The NUMA memory allocation support attempts to allocate pages close to
the CPUs that it is currently running on.  We have a hard time
determining how effective these strategies have been, or how fragmented
the allocations might get if a process is bounced around between nodes.
 This patch adds a new /proc/<pid> entry: nodepages.

It walks the process's vm_area_structs for all vaddr ranges, then
examines the ptes to determine on which node each virtual address
physically resides.

I'm a little worried about just taking the pte from __follow_page() and
dumping it into pte_pfn().  Is there something I should be testing for,
before I feed it along?

I've tested it on both NUMA and non-NUMA systems (see the pfn_to_nid()
changes).  The below are from a 4-quad 16-proc NUMAQ.
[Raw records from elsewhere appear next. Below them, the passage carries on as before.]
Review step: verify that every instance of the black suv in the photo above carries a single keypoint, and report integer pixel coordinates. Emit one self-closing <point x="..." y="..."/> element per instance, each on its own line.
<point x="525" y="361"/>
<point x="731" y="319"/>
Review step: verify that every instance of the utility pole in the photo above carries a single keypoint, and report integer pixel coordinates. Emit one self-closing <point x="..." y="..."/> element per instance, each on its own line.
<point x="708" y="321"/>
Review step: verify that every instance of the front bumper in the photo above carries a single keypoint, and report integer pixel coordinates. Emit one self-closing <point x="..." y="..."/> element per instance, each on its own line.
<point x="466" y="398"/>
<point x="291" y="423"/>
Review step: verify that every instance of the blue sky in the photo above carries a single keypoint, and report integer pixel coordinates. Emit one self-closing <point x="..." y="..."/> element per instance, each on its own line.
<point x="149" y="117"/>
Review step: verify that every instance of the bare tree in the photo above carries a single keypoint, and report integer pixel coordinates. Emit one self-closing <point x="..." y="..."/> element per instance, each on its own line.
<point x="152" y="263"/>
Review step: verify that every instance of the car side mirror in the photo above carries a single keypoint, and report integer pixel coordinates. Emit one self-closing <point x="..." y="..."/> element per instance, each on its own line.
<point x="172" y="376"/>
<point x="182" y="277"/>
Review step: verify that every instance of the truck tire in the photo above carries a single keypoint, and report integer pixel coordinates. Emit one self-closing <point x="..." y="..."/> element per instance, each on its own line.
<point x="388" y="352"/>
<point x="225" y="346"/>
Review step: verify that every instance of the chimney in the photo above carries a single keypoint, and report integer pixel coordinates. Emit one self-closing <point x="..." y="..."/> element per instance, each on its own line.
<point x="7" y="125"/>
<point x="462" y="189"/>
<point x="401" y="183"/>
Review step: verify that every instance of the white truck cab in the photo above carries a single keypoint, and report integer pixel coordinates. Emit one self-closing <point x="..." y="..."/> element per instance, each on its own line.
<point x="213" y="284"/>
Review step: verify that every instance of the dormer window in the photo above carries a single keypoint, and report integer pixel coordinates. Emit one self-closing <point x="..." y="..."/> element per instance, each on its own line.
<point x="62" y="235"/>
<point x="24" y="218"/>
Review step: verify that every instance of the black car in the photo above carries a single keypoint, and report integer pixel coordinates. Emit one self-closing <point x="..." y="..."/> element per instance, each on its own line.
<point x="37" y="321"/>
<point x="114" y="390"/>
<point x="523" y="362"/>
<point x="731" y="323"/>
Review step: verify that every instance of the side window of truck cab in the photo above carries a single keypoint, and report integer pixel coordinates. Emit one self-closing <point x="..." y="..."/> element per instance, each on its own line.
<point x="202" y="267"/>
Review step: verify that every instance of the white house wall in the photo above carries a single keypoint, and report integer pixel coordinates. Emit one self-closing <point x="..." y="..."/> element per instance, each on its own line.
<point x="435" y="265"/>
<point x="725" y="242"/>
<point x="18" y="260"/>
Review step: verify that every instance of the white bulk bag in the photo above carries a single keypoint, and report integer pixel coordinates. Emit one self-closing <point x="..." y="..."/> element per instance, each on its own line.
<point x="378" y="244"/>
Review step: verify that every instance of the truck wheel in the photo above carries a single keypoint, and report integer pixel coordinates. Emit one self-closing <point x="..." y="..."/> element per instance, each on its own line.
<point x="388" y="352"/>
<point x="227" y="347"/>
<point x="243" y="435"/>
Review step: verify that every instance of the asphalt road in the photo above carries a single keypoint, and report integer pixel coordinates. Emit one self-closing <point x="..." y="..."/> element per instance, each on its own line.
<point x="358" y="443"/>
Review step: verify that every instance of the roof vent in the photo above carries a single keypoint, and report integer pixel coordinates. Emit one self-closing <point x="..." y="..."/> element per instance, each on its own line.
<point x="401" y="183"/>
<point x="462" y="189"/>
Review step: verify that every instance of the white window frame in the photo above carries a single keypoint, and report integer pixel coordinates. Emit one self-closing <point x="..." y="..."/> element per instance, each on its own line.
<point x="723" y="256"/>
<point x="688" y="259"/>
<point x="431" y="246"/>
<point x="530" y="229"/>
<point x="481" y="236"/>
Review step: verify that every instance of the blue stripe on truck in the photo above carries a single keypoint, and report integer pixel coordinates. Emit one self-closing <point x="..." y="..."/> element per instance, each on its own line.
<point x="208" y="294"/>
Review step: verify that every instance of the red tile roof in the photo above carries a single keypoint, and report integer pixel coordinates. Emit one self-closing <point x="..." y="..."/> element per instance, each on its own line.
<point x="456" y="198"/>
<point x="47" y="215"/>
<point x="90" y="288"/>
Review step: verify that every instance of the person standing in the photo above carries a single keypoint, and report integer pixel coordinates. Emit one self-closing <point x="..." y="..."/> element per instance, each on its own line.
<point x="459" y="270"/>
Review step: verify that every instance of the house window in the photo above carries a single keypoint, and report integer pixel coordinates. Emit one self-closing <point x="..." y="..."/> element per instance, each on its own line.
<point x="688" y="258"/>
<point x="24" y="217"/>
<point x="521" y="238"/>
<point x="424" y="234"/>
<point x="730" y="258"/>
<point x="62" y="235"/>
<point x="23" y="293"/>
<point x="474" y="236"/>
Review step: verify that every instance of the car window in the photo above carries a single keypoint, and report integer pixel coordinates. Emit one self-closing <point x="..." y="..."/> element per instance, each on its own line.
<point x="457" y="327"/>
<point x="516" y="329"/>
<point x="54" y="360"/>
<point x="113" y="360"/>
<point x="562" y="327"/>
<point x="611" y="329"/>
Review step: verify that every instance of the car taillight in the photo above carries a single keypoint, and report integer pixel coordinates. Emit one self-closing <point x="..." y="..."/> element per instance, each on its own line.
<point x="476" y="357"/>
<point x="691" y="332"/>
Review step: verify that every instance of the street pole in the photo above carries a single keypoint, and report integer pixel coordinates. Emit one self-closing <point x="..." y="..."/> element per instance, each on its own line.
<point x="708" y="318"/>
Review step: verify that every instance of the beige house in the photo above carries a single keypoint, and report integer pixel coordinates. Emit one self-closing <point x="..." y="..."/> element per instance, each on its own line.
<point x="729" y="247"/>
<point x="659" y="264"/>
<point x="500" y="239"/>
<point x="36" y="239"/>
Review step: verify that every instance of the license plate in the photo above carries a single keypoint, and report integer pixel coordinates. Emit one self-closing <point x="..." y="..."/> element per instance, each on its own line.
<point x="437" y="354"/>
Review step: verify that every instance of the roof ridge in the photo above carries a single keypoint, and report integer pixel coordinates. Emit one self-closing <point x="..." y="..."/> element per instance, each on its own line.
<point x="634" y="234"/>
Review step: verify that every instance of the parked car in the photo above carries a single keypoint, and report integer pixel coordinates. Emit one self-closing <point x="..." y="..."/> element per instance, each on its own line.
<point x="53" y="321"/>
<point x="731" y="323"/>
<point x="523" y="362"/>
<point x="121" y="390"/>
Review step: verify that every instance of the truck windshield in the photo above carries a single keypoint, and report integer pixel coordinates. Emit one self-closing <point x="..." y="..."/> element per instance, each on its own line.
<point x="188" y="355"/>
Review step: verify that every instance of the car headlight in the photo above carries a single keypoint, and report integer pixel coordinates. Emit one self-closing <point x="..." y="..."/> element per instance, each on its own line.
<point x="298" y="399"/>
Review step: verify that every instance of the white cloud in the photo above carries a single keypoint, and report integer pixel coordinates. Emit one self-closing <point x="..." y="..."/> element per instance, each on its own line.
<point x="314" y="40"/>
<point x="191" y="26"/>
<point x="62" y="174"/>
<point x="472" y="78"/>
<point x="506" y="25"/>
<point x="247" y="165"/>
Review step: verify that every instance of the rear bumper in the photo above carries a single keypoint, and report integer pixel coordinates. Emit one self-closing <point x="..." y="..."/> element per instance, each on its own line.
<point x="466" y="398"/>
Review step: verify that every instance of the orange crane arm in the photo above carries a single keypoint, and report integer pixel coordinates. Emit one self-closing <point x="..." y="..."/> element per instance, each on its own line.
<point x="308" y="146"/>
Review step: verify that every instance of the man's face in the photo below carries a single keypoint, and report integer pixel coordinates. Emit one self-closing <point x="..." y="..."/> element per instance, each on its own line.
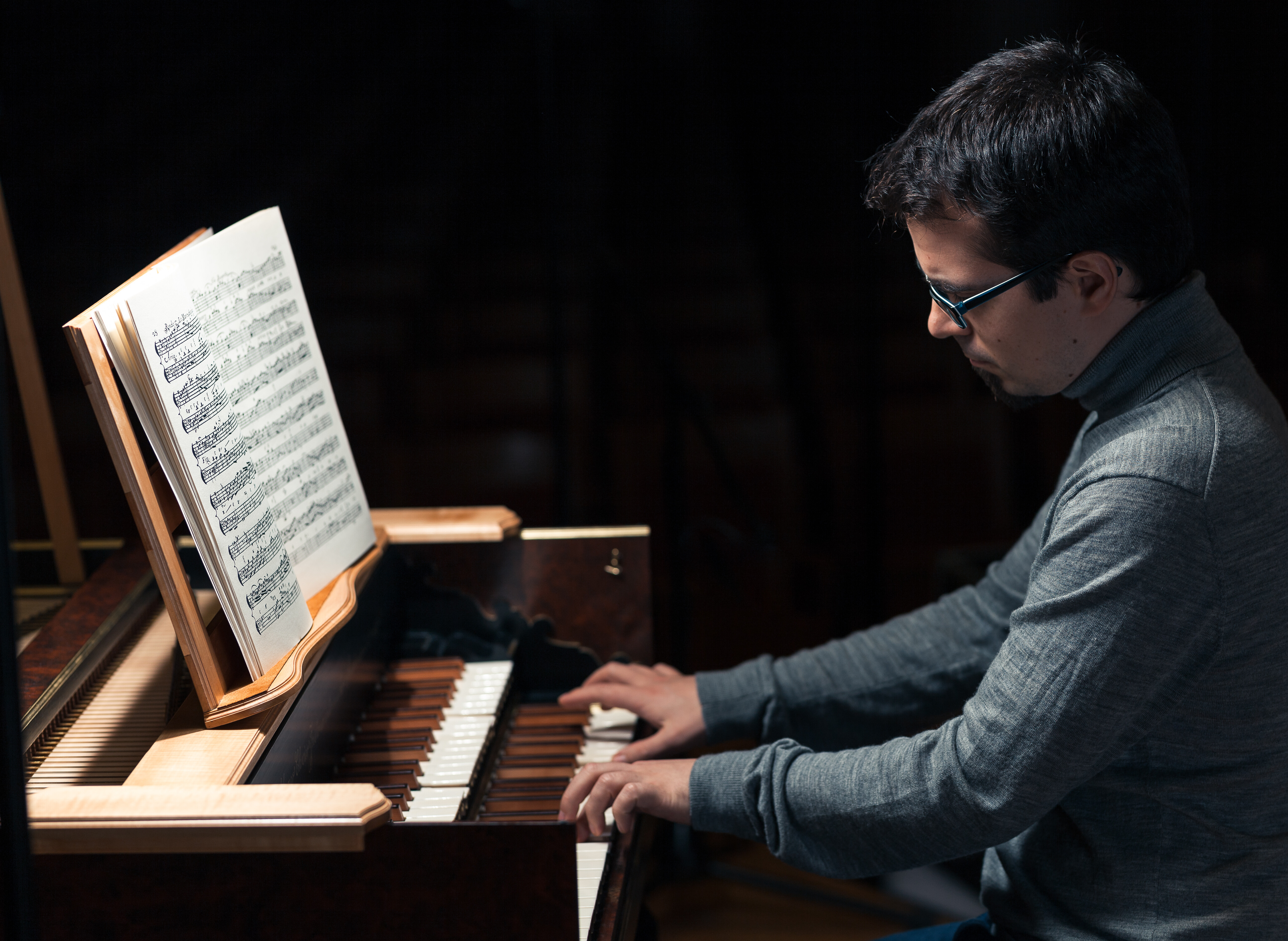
<point x="1022" y="349"/>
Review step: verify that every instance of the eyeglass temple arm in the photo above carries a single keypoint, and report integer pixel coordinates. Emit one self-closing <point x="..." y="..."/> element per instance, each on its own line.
<point x="1010" y="283"/>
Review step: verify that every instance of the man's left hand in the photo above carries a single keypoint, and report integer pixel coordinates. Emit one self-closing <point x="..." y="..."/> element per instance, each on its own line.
<point x="657" y="788"/>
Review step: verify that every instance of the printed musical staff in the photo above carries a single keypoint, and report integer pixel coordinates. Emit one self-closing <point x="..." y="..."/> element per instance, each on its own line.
<point x="270" y="583"/>
<point x="196" y="386"/>
<point x="253" y="536"/>
<point x="302" y="466"/>
<point x="285" y="422"/>
<point x="261" y="559"/>
<point x="221" y="318"/>
<point x="235" y="487"/>
<point x="187" y="328"/>
<point x="241" y="511"/>
<point x="229" y="286"/>
<point x="316" y="511"/>
<point x="280" y="606"/>
<point x="267" y="377"/>
<point x="293" y="444"/>
<point x="220" y="434"/>
<point x="192" y="421"/>
<point x="235" y="365"/>
<point x="183" y="363"/>
<point x="324" y="536"/>
<point x="221" y="459"/>
<point x="314" y="485"/>
<point x="255" y="328"/>
<point x="270" y="403"/>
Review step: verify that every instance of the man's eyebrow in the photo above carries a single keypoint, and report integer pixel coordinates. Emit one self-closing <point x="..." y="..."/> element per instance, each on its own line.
<point x="947" y="287"/>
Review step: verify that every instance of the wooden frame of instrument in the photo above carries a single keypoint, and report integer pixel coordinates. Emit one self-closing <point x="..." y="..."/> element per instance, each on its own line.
<point x="220" y="675"/>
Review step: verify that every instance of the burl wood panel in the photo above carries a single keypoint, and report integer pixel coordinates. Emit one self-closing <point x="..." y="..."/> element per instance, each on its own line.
<point x="83" y="614"/>
<point x="565" y="579"/>
<point x="441" y="881"/>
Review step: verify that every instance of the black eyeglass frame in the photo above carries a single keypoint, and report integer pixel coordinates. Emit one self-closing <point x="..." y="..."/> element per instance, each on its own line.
<point x="957" y="311"/>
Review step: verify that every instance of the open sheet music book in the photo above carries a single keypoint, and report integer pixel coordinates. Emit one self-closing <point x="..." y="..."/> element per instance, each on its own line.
<point x="217" y="351"/>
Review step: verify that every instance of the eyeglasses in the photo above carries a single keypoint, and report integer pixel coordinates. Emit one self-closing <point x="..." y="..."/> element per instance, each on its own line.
<point x="957" y="310"/>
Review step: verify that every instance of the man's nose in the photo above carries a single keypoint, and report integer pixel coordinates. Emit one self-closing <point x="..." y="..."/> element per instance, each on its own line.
<point x="942" y="327"/>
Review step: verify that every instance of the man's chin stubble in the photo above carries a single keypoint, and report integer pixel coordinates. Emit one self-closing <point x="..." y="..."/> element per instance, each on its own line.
<point x="1009" y="400"/>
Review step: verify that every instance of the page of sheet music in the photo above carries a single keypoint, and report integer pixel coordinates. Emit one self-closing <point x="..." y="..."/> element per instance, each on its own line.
<point x="192" y="409"/>
<point x="245" y="289"/>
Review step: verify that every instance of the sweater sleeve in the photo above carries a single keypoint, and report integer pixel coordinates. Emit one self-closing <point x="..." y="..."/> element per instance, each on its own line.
<point x="1103" y="646"/>
<point x="871" y="685"/>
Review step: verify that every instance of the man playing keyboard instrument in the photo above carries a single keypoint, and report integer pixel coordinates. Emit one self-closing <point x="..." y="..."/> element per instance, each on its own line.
<point x="1122" y="747"/>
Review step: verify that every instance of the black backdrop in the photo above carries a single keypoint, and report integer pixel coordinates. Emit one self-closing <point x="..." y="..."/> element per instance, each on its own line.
<point x="607" y="262"/>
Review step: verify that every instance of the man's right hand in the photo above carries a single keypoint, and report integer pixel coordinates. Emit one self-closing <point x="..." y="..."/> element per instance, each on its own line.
<point x="661" y="695"/>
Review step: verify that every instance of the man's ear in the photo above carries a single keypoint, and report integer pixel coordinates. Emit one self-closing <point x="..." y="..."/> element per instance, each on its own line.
<point x="1097" y="279"/>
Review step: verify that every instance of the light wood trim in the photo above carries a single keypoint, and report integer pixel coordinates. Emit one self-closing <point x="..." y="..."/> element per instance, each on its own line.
<point x="190" y="755"/>
<point x="37" y="413"/>
<point x="281" y="818"/>
<point x="449" y="524"/>
<point x="332" y="610"/>
<point x="114" y="419"/>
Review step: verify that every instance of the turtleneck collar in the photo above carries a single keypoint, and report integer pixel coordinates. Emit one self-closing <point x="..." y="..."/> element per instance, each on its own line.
<point x="1180" y="332"/>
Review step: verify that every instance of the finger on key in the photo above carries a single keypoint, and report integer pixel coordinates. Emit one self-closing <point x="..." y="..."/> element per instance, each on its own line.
<point x="602" y="797"/>
<point x="578" y="791"/>
<point x="624" y="808"/>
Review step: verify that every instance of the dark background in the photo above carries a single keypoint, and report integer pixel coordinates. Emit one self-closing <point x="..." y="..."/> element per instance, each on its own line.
<point x="608" y="262"/>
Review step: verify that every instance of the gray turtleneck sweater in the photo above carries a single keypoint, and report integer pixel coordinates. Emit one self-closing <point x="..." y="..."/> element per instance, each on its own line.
<point x="1122" y="751"/>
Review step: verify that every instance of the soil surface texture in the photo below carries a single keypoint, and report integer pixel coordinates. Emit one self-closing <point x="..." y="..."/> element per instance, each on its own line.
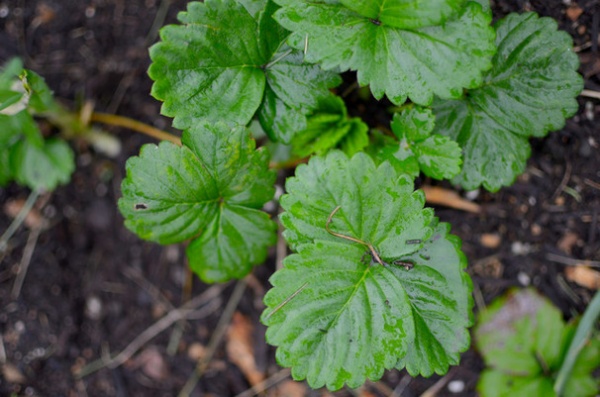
<point x="94" y="290"/>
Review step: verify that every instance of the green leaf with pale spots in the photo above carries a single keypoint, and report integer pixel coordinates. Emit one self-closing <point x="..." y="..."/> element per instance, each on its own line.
<point x="210" y="190"/>
<point x="384" y="287"/>
<point x="228" y="62"/>
<point x="42" y="168"/>
<point x="435" y="155"/>
<point x="530" y="91"/>
<point x="398" y="48"/>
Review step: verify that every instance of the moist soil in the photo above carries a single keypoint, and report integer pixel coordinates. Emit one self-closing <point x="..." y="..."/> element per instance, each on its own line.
<point x="92" y="286"/>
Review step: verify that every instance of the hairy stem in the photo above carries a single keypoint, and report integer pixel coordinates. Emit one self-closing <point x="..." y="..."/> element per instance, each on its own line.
<point x="121" y="121"/>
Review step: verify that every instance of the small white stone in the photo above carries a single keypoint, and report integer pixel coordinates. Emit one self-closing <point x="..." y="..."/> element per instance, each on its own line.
<point x="456" y="386"/>
<point x="518" y="248"/>
<point x="93" y="307"/>
<point x="524" y="279"/>
<point x="472" y="194"/>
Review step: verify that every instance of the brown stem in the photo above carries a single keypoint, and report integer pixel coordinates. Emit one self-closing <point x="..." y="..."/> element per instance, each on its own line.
<point x="121" y="121"/>
<point x="354" y="239"/>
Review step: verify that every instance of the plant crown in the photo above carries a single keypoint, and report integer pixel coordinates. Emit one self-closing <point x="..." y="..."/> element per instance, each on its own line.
<point x="375" y="281"/>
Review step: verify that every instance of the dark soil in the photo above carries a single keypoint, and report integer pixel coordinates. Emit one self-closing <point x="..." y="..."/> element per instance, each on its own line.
<point x="92" y="286"/>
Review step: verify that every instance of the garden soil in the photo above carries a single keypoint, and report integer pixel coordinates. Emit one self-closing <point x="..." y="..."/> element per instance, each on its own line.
<point x="92" y="287"/>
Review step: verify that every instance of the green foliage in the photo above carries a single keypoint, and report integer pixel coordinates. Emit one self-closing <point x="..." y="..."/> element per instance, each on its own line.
<point x="210" y="190"/>
<point x="401" y="50"/>
<point x="376" y="282"/>
<point x="418" y="150"/>
<point x="530" y="90"/>
<point x="523" y="340"/>
<point x="228" y="62"/>
<point x="25" y="156"/>
<point x="329" y="127"/>
<point x="384" y="287"/>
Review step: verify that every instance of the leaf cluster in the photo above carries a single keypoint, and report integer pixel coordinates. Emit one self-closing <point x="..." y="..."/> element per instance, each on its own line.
<point x="524" y="340"/>
<point x="25" y="155"/>
<point x="375" y="281"/>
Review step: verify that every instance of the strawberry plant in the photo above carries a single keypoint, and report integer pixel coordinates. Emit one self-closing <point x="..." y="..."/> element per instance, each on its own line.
<point x="376" y="281"/>
<point x="25" y="156"/>
<point x="524" y="342"/>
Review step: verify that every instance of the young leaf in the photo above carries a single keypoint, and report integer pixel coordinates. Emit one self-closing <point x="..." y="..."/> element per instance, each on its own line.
<point x="523" y="339"/>
<point x="437" y="156"/>
<point x="399" y="49"/>
<point x="530" y="91"/>
<point x="211" y="188"/>
<point x="328" y="127"/>
<point x="346" y="306"/>
<point x="228" y="61"/>
<point x="42" y="168"/>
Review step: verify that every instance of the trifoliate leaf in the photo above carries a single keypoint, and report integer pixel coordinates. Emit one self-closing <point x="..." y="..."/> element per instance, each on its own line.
<point x="523" y="339"/>
<point x="42" y="168"/>
<point x="10" y="72"/>
<point x="348" y="305"/>
<point x="530" y="91"/>
<point x="435" y="155"/>
<point x="227" y="61"/>
<point x="400" y="50"/>
<point x="212" y="188"/>
<point x="328" y="127"/>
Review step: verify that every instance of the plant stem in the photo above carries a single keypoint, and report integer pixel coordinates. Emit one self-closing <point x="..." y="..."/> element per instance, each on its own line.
<point x="135" y="125"/>
<point x="581" y="338"/>
<point x="19" y="219"/>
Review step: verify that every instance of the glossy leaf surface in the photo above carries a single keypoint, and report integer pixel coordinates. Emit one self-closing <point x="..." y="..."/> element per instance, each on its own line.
<point x="398" y="49"/>
<point x="523" y="339"/>
<point x="227" y="61"/>
<point x="530" y="90"/>
<point x="42" y="168"/>
<point x="211" y="188"/>
<point x="357" y="299"/>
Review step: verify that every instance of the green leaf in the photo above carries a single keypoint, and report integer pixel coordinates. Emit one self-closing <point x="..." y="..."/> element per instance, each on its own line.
<point x="498" y="384"/>
<point x="400" y="50"/>
<point x="211" y="188"/>
<point x="441" y="304"/>
<point x="530" y="91"/>
<point x="337" y="314"/>
<point x="523" y="340"/>
<point x="6" y="174"/>
<point x="349" y="322"/>
<point x="10" y="72"/>
<point x="227" y="62"/>
<point x="42" y="168"/>
<point x="329" y="127"/>
<point x="41" y="97"/>
<point x="365" y="194"/>
<point x="435" y="155"/>
<point x="8" y="98"/>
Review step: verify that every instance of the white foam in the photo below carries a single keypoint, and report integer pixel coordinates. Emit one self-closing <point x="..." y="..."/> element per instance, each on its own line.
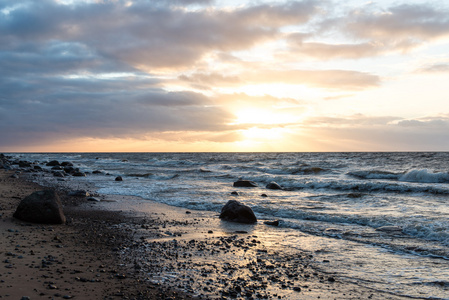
<point x="425" y="176"/>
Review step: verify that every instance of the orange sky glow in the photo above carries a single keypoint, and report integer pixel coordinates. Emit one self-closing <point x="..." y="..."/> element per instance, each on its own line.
<point x="194" y="76"/>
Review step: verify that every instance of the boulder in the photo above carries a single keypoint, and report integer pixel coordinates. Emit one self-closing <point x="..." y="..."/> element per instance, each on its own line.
<point x="69" y="169"/>
<point x="24" y="164"/>
<point x="78" y="193"/>
<point x="245" y="183"/>
<point x="235" y="211"/>
<point x="272" y="223"/>
<point x="273" y="186"/>
<point x="53" y="163"/>
<point x="41" y="207"/>
<point x="79" y="174"/>
<point x="58" y="174"/>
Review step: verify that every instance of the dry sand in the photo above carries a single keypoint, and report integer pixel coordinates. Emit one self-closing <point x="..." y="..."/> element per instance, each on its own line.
<point x="127" y="248"/>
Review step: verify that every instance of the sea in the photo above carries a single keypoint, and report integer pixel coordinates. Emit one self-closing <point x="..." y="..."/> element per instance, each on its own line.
<point x="379" y="220"/>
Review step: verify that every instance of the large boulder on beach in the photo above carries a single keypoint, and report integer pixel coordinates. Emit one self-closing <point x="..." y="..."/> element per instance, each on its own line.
<point x="41" y="207"/>
<point x="273" y="186"/>
<point x="245" y="183"/>
<point x="235" y="211"/>
<point x="53" y="163"/>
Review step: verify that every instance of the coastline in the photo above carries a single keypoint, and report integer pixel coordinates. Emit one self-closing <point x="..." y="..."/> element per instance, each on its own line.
<point x="111" y="250"/>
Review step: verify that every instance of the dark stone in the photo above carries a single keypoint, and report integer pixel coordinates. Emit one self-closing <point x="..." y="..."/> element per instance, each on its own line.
<point x="93" y="199"/>
<point x="234" y="211"/>
<point x="79" y="193"/>
<point x="70" y="169"/>
<point x="41" y="207"/>
<point x="245" y="183"/>
<point x="24" y="164"/>
<point x="53" y="163"/>
<point x="273" y="186"/>
<point x="58" y="174"/>
<point x="79" y="174"/>
<point x="272" y="223"/>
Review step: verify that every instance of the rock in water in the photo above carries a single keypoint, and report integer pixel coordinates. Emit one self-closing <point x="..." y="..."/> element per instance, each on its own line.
<point x="41" y="207"/>
<point x="53" y="163"/>
<point x="273" y="186"/>
<point x="235" y="211"/>
<point x="245" y="183"/>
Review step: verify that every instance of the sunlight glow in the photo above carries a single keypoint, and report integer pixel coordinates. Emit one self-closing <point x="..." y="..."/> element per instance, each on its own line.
<point x="263" y="116"/>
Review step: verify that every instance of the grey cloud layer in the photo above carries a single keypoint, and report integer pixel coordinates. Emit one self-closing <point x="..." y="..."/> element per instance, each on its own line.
<point x="51" y="56"/>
This is a process that allocates, then faults in a 256MB chunk of
memory, bound to CPU 4 (node 1).
curly:~# cat /proc/378/nodepages
Node 0 pages: 369
Node 1 pages: 65571
Node 2 pages: 0
Node 3 pages: 0

Here is the same thing, bound to CPU12 (node 3), probably forked on node
1, before it was bound.
Node 0 pages: 369
Node 1 pages: 2
Node 2 pages: 0
Node 3 pages: 65569

I would imagine that the pages on node 0 are from libc, which was
originally mapped on node 0.  The other processes inherit this.
-- 
Dave Hansen
haveblue@us.ibm.com